If you want to know where our team name came from (Lightning Bolt, Lightning Bolt, Lightning Bolt), see the following obscure YouTube Video:




Notice that dude was clearly hit by a lightning bolt ball multiple times, yet he didn't flinch until that girl prodded from behind with a stick. Cheater.

Obscure YouTube videos are a great place to find a team name. Don't argue with me.

Take for example, this video:




I'm confounded at 1:08. Not by Lil Markie's voice, but by the entire congregation, who are just sitting there. Watching. Who ARE these people? I must name a team after them.
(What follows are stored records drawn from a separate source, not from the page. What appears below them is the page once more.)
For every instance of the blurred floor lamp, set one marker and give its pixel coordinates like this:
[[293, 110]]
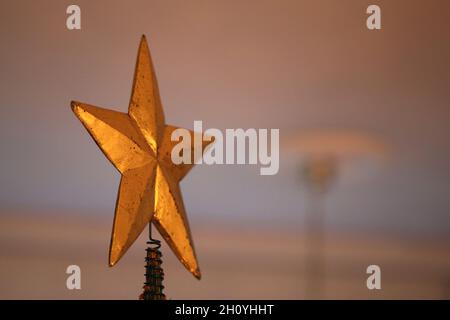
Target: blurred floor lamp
[[323, 155]]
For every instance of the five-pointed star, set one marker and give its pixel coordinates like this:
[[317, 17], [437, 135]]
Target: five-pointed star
[[139, 145]]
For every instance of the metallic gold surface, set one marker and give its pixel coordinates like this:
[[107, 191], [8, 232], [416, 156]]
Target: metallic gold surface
[[138, 144]]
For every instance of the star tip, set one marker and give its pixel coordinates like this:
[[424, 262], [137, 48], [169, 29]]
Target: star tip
[[143, 39], [197, 274], [75, 106]]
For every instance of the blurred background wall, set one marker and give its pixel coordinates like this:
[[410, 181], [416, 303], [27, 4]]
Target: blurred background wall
[[300, 66]]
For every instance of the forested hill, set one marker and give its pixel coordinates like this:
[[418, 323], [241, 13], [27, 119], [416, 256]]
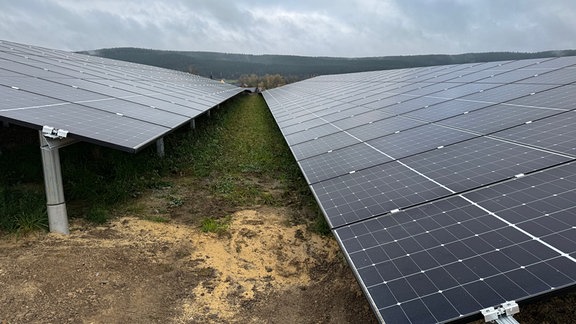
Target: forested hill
[[232, 66]]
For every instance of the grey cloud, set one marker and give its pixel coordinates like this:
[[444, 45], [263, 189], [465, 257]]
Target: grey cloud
[[318, 28]]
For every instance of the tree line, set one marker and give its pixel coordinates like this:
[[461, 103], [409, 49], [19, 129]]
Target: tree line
[[270, 68]]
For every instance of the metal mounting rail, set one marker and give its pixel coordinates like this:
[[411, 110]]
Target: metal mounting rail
[[502, 314]]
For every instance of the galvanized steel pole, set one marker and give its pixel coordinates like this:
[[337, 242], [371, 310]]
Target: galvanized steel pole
[[56, 204]]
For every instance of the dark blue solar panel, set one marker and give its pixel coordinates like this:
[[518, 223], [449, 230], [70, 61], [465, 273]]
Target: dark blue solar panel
[[497, 117], [322, 145], [455, 257], [341, 161], [479, 162], [563, 97], [418, 140], [471, 202], [556, 133], [374, 191], [383, 127], [507, 92], [446, 109], [119, 104]]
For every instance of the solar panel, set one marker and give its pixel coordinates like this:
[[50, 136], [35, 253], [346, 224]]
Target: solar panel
[[555, 133], [118, 104], [455, 191]]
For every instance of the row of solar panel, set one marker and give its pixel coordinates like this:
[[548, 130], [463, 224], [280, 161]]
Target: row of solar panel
[[119, 104], [451, 189]]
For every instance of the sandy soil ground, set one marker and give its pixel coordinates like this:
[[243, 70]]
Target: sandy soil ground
[[262, 269]]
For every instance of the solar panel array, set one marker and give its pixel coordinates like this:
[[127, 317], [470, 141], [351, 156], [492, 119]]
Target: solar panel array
[[450, 188], [108, 102]]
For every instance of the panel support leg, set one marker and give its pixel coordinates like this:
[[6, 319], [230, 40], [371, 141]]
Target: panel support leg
[[160, 147], [56, 205]]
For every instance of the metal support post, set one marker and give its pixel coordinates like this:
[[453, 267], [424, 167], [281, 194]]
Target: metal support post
[[502, 314], [55, 202], [160, 147]]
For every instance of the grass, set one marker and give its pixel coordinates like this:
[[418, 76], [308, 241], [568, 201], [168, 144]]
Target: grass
[[238, 152], [218, 226]]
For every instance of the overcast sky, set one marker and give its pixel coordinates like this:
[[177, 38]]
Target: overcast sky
[[348, 28]]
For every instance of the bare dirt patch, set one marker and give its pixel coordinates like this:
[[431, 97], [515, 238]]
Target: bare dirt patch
[[262, 269]]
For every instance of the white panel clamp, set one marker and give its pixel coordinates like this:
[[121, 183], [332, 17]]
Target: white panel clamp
[[55, 133], [501, 314]]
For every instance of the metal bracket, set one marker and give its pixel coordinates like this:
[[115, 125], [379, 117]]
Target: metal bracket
[[502, 314], [52, 132], [55, 138]]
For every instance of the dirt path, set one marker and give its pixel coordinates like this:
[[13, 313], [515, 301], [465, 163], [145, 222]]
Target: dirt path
[[132, 270]]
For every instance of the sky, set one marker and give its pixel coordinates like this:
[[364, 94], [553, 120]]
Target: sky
[[341, 28]]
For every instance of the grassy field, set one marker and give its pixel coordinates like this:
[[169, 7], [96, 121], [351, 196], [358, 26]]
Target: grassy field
[[236, 157]]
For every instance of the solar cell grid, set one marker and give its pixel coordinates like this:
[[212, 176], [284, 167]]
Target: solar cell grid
[[446, 109], [513, 76], [322, 145], [497, 117], [418, 140], [477, 209], [479, 162], [373, 191], [341, 161], [413, 104], [507, 92], [563, 97], [100, 100], [383, 127], [556, 133]]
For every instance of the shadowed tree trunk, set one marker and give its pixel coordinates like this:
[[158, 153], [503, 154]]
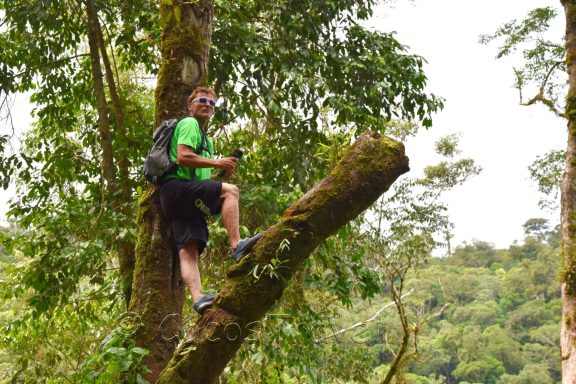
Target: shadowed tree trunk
[[103, 122], [122, 203], [568, 209], [366, 171], [157, 291]]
"Lil' Markie's Enraptured Audience"


13 comments:

Jana said...

WOAH. I don't remember anything you just posted after watching that Lil Markie video. I'm greatly disturbed.

ManicMandee said...

You brighten my life every time you post. I need more of this stuff to get me through the day. Post more often please.

Cristin said...

Ok, I think I'm officially jealous of all your pain and laughter.

Why wasn't anyone looking around like "what the....????" when Lil Markie started singing. You would at least someone do a side glance or something....craaaaaaazy. Go team Lil' Markie!!!!

Carr Family said...

Can I just say that I love your blog? Lil Markie was priceless, seriously the whole audience was completely composed... impossible.

Carol said...

Let's just say that Team Lighting Bolt, Lighting Bolt, Lightning Bolt ROCKED the Ragnar even though you came in 521st place. I'm so proud (wiping tears from cheek). So proud.

I cannot comment on Lil Markie--I'm speechless.

Carol said...

251st place. Ignore my dyslexia.

Emily said...

Wow. That was thoroughly entertaining. It's been fun reading all the Ragnar posts!

Heather's Blog said...

ha ha ha. I'm guessing he wrote his "Fearfully" song

Memzy said...

Now that I think about it,.....the insanity is what I was drawn to. Hhahahahahah. More cow bell.

Lil Markie!!!!! I just died.

Hot Pants said...

I think Lil' Markie originally wrote that to be a duet with a member of his congregation. But when he couldn't find a sole to join him, he remembered the Donald Duck voice he used to bear his testimony with the week before.

Markie23 said...

I wonder if there are any more voices/personalities hiding inside that man's head.
P.S. Markie ain't so "lil".

Krissy said...

Awesome job on the ragnar! I told Memzy I will take over Hotpant's driving job when she recovers from her so-called "knee injury".

good to know they have a church for multiple personalities.

Hot Pants said...

Krissy, as soon as my knee recovers, I will be testing it out by kicking yours and memzy's butts.